Thursday, May 23, 2019

Published May 23, 2019 by with 11 comments

How Do You Know If You Have a Biased Coin?

Fun probability problems involving biased coins...

Problem

Imagine you have a bag of 10 coins. 9 of them are fair, and 1 is biased. The biased coin has a 75% chance of landing on heads. If you draw a coin from the bag, flip it 5 times, and get 5 heads in a row, how confident should you be that you have the biased coin?

Solution

Imagine you had all 10 coins and flipped them 5 times each. You repeat this thousands of times. You would get a bunch of outcomes. HHTHT, TTHTT, and so on where H = heads and T = tails. Some would also be HHHHH.

A fair coin has a 50% chance of landing on heads or tails. A fair coin flipped n times has a (0.5^n) chance of getting all heads. Likewise, our biased coin flipped n times has a (0.75^n) chance of getting all heads.

To find the probability of anything other than all heads, simply note that 'all heads + anything else = 1'. For the fair coin then, there's a 1 - (0.5^n) chance of getting anything other than all heads and that chance is 1 - (0.75^n) for the biased coin.

Imagine you flip all 10 coins 1000 times. You'll have 4 types of outcomes described by the following table:

fair coinsbiased coins
not HHHHH1000*9*(1 - 0.5^5)1000*(1 - 0.75^5)
HHHHH1000*9*(0.5^5)1000*(0.75^5)

Plugging that into a calculator, it's:
fair coinsbiased coins
not HHHHH8718.75762.70
HHHHH281.25237.30

Now...you take a random trial and find that it was all heads (HHHHH). Was that from a biased coin or a fair coin? There were 281.25 fair coins and 237.30 biased coins that yielded an HHHHH result. (237.30) / (281.25 + 237.30), or ~46% of the HHHHH results were from biased coins.

Knowing that outcome from a huge number of trials, you know that from 1 trial, getting HHHHH from a random coin means your confidence should be ~46% that it's the biased coin.

Walking back through where those numbers came from, the probability of the biased coin given n flips when you have m fair coins for every biased coin is:

probability of biased coin = (0.75^n)/(0.75^n + m*(0.5^n))


Related problems

How many heads in a row would you need to have 99% confidence?
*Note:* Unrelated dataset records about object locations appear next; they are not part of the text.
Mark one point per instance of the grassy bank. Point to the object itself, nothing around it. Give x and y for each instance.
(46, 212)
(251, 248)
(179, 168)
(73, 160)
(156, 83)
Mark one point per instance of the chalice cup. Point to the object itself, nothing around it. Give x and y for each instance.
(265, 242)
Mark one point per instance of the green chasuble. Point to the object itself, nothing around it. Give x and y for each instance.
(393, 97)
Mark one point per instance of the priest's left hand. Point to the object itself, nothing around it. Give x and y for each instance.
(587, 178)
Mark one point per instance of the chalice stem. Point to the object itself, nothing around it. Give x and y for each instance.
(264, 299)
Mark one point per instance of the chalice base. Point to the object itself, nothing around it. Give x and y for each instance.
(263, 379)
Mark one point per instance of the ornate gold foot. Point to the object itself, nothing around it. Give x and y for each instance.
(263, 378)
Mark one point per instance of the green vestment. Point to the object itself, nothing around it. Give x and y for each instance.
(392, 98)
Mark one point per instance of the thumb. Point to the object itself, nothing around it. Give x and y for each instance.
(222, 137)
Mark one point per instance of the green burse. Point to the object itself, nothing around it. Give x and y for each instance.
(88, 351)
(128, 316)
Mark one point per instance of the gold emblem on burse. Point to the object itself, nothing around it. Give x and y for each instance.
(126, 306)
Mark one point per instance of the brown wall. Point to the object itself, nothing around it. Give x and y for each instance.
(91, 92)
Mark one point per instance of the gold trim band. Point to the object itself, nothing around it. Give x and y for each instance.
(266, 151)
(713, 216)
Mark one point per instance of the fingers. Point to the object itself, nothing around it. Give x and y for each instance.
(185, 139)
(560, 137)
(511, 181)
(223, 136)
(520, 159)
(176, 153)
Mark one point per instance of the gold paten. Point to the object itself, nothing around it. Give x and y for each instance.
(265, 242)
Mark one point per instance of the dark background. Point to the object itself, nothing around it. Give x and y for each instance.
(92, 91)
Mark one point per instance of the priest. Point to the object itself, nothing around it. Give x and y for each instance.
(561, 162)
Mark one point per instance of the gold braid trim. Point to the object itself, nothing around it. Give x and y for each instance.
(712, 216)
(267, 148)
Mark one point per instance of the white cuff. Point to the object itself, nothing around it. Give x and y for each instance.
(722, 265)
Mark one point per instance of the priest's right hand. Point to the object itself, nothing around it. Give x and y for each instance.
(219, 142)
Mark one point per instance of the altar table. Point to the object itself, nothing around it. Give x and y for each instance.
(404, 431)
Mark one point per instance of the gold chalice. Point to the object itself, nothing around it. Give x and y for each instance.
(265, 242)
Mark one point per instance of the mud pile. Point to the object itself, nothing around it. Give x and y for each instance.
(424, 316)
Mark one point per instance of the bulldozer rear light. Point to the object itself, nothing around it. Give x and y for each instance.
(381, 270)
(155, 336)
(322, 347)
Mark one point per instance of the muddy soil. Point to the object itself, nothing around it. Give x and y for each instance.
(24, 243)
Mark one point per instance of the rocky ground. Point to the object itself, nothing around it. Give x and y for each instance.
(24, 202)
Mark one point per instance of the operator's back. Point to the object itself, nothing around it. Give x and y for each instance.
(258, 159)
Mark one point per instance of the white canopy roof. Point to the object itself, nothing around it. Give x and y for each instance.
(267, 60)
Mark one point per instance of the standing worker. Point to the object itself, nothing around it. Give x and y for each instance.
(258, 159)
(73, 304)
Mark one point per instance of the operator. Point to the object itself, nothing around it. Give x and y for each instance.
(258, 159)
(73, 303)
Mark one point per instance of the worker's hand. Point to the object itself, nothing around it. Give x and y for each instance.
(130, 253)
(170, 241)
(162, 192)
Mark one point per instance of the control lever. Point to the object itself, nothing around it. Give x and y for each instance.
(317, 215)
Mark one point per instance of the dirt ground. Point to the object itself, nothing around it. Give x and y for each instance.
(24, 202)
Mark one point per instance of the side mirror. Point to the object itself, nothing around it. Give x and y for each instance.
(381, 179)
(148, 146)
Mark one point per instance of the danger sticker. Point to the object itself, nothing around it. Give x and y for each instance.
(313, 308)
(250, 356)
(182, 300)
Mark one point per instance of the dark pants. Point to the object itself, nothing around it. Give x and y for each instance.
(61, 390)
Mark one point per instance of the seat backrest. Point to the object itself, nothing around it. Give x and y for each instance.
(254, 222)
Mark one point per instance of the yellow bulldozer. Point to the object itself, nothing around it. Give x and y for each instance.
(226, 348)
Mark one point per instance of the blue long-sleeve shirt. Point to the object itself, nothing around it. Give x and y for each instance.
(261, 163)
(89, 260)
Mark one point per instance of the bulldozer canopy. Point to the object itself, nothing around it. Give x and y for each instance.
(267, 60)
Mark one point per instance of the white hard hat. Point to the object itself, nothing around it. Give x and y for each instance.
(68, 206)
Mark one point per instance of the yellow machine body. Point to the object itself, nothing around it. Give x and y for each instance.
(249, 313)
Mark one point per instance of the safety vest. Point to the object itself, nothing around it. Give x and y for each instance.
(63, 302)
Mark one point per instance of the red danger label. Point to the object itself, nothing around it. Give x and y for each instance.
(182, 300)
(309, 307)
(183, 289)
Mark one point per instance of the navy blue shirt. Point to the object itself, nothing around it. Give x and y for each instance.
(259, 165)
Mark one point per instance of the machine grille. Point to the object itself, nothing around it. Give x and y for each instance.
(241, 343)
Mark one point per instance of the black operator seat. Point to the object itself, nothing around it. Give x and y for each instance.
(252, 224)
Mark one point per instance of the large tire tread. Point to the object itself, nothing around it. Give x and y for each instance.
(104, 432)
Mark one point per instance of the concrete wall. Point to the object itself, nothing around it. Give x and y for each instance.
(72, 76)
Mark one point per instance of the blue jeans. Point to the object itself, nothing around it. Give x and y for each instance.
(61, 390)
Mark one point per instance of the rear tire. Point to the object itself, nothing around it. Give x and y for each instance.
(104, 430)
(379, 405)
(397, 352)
You know it has to be more than 5 since 5 only gave 46% confidence. Trying 10, that yields 86% confidence. Trying 15 yields 98%. 17 ends up being the first n that gives a result greater than 99%.

Even with the biased coin landing on heads 75% of the time, you still need 17 heads in a row to be 99% sure you have the biased coin.

What if there are only two coins in the bag...one fair and one biased? Doing the same analysis, you end up needing 12 heads in a row to be 99% confident that you have the biased coin.

Going back to the first one...imagine you grab a coin from the bag, flip it 5 times, and get HHHHH. Then you draw another coin from the bag. What are the odds that the second coin lands on heads when you flip it?

There are two possibilities:
  1. first coin was biased
  2. first coin was fair
If the first coin was biased, the next coin has to be fair since there was only one biased coin, so the probability of heads is 0.5. If the first coin was fair, there's a 8/9 chance of getting a fair coin next and a 1/9 chance of getting the biased coin since there are 9 coins left and 1 is biased. In that case, you have a (8/9)*(0.5) + (1/9)*(0.75) chance of getting heads.

From the initial problem, you know there's a 46% chance that the first coin was biased since you got HHHHH from it. That means there's a 46% chance first coin was biased and 54% chance it was fair. Combining all of that:

chance of heads on second coin = 0.46*0.5 + 0.54*((8/9)*(0.5) + (1/9)*(0.75))

Plugging that into a calculator, you get a ~51.5% chance of heads on the second coin's flip.